A la Galerie nationale, des œuvres manquent à l'appel

La Galerie nationale, photo: Packa, CC BY-SA 2.5 Generic

Plusieurs dizaines d’œuvres, dont certaines d’artistes de grande renommée comme Josef Lada, Jan Zrzavý ou encore František Kupka, manquent à l’appel des collections de la Galerie nationale de Prague. C’est ce que révèle ce lundi l’Office suprême de contrôle (NKÚ) sur la base d’un inventaire de dix ans achevé en 2012 réalisé au sein du plus grand musée tchèque. L’ancien directeur Milan Knížák nie toute responsabilité ; le nouveau, Jiří Fajt, envisage une réorganisation de l’institution et pourrait se tourner vers la justice.

La Galerie nationale, photo: Packa, CC BY-SA 2.5 Generic
Une statuette de bronze, un tableau, des objets de collection, une trentaine de dessins… la liste est longue des pièces manquantes à la Galerie nationale, des œuvres parfois d’une grande valeur et dont le récit des disparitions est parfois surprenant. Dans son rapport, l’Office suprême de contrôle, l’équivalent de la Cour des comptes en France, cite par exemple le cas du Jardin de Zeyer, un dessin de Jan Zrzavý, un peintre tchèque de la première moitié du XXe siècle particulièrement influencé par les paysages bretons :

« Ce dessin été prêté par la Galerie nationale en même temps que seize autres dessins dans le cadre de l’exposition Prague 1990 au musée d’Amsterdam dans les années 1999 et 2000. Selon certains documents, la Galerie a récupéré ce dessin via la société de transport à la fin de l’exposition. Cependant deux ans plus tard, elle s’est aperçue qu’elle n’était pas en possession de cette œuvre. La Galerie a seulement porté plainte plus de treize ans après la perte du dessin. »

Milan Knížák, photo: Archiv Radia Praha
Outre ces pertes, l’Office suprême de contrôle constate également des irrégularités dans certains appels d’offres et note qu’en 2002, après les importantes crues de la Vltava, la Galerie nationale n’a effectué aucun inventaire pour évaluer les dégâts à son dépôt du château de Zbraslav, au sud de Prague. Lors de ces inondations, 35 œuvres, principalement du sculpteur Karel Dvořák, y ont disparu et le musée pragois n’en a jamais informé la police. Directeur de la Galerie nationale entre 1999 et 2011, soit durant une grande partie de la période incriminée, l’artiste Milan Knížák rejette tout manquement à ses devoirs :

« J’ai engagé des poursuites à de nombreuses reprises. Lorsque j’apprenais quelque chose, je saisissais le conseil de direction, où se trouvent évidemment des juristes qui nous indiquaient quelles démarches il était possible de faire. Immédiatement ensuite, une plainte était déposée et le délai était au maximum d’une semaine, jamais plus. »
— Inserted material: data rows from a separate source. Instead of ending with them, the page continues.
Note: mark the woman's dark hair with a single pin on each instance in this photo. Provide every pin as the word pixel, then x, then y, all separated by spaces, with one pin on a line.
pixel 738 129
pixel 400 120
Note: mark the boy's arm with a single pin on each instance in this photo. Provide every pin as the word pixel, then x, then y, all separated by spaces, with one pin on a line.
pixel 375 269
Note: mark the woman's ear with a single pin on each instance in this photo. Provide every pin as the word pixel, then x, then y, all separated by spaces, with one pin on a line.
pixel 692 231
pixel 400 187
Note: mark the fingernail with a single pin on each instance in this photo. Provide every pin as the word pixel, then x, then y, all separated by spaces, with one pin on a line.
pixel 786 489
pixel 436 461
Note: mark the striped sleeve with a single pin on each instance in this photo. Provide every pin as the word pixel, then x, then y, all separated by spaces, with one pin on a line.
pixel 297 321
Milan Knížák ajoute que l’audit a été achevé en 2012, quand il n’était plus directeur, et souligne la complexité de réaliser un inventaire d’une collection rassemblant plus de 250 000 œuvres. Un point que rejoint également l’un de ses successeurs et actuel directeur du musée Jiří Fajt :

Jiří Fajt, photo: Archives de la Galerie nationale
« Personne n’a la capacité de s’assurer du nombre réel d’objets qui sont présents ou qui manquent. C’est pour cela que j’ai vu d’un très bon œil ce contrôle qui ne visait pas seulement à vérifier l’état de nos collections mais qui s’est également intéressé aux interactions avec la sphère publique et en particulier au respect de la légalité. Malheureusement, une série d’erreurs a également été constatée pour ces aspects. »
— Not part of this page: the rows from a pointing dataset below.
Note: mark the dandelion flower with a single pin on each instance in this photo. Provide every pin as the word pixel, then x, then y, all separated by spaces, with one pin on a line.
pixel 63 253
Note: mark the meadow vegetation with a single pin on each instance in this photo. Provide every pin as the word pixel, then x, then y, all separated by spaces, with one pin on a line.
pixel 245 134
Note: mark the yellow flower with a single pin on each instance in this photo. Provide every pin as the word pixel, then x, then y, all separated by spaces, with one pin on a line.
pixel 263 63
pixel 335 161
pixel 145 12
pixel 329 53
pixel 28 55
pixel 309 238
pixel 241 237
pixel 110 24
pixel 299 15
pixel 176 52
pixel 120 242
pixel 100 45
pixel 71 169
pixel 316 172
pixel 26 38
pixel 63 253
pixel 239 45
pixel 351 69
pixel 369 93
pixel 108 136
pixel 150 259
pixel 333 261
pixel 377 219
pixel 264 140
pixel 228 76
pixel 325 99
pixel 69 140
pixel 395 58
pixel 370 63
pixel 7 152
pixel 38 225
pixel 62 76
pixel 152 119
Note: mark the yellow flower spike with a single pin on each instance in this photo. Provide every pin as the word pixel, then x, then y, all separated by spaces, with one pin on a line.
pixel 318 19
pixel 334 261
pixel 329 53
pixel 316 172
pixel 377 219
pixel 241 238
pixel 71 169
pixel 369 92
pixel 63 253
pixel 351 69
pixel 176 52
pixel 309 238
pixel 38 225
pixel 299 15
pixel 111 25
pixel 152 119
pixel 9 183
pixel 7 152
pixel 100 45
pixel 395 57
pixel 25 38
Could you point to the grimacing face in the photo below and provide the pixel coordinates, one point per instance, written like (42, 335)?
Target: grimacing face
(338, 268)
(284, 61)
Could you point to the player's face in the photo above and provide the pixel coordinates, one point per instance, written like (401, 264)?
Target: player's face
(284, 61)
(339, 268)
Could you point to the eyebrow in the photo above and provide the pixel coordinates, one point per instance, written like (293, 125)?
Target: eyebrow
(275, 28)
Pour Jiří Fajt, la responsabilité des manquements constatés incombe toutefois aux directions passées. Il est selon lui délicat de tenter de corriger certaines erreurs, comme la mauvaise gestion de l’après-inondation au château de Zbraslav, et il conviendrait plutôt de mettre en place un système de prévention pour éviter qu’elles ne se reproduisent :

Photo: Štěpánka Budková
« A l’heure actuelle, nous avons en préparation une importante réorganisation qui modifie la répartition des responsabilités entre les différents postes et les différents employés afin de pouvoir anticiper ce genre de situation. Nous travaillons donc à la fois sur des mesures concrètes de contrôle et sur des changements systémiques et tout est en cours en ce moment. »
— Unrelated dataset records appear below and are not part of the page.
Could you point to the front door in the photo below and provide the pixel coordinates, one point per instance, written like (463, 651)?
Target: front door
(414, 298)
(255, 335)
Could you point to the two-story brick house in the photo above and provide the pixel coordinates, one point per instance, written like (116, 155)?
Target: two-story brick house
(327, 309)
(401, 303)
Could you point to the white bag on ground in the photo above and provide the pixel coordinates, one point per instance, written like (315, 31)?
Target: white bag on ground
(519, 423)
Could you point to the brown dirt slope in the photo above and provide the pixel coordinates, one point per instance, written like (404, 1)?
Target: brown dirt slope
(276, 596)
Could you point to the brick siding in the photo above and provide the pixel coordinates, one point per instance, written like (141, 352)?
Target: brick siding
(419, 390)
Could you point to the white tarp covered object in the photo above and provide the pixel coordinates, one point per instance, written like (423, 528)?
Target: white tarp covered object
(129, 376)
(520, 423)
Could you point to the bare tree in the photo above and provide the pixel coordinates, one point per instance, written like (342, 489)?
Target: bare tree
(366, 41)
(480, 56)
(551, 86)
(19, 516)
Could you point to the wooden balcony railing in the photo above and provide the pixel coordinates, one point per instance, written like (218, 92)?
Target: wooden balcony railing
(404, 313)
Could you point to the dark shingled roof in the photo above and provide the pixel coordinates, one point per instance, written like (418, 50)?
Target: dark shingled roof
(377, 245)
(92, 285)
En ce qui concerne les œuvres manquantes, et en particulier le fameux dessin de Jan Zrzavý, Jiří Fajt dit ne pas exclure de se tourner vers la justice. Jan Zrzavý n’est décidément pas verni : lors d’un audit au ministère de la Culture pour la période allant de 2011 à 2013, le même Office suprême de contrôle avait déjà noté la disparition inexpliquée de l’un de ses tableaux d’une valeur de près de 100 000 euros.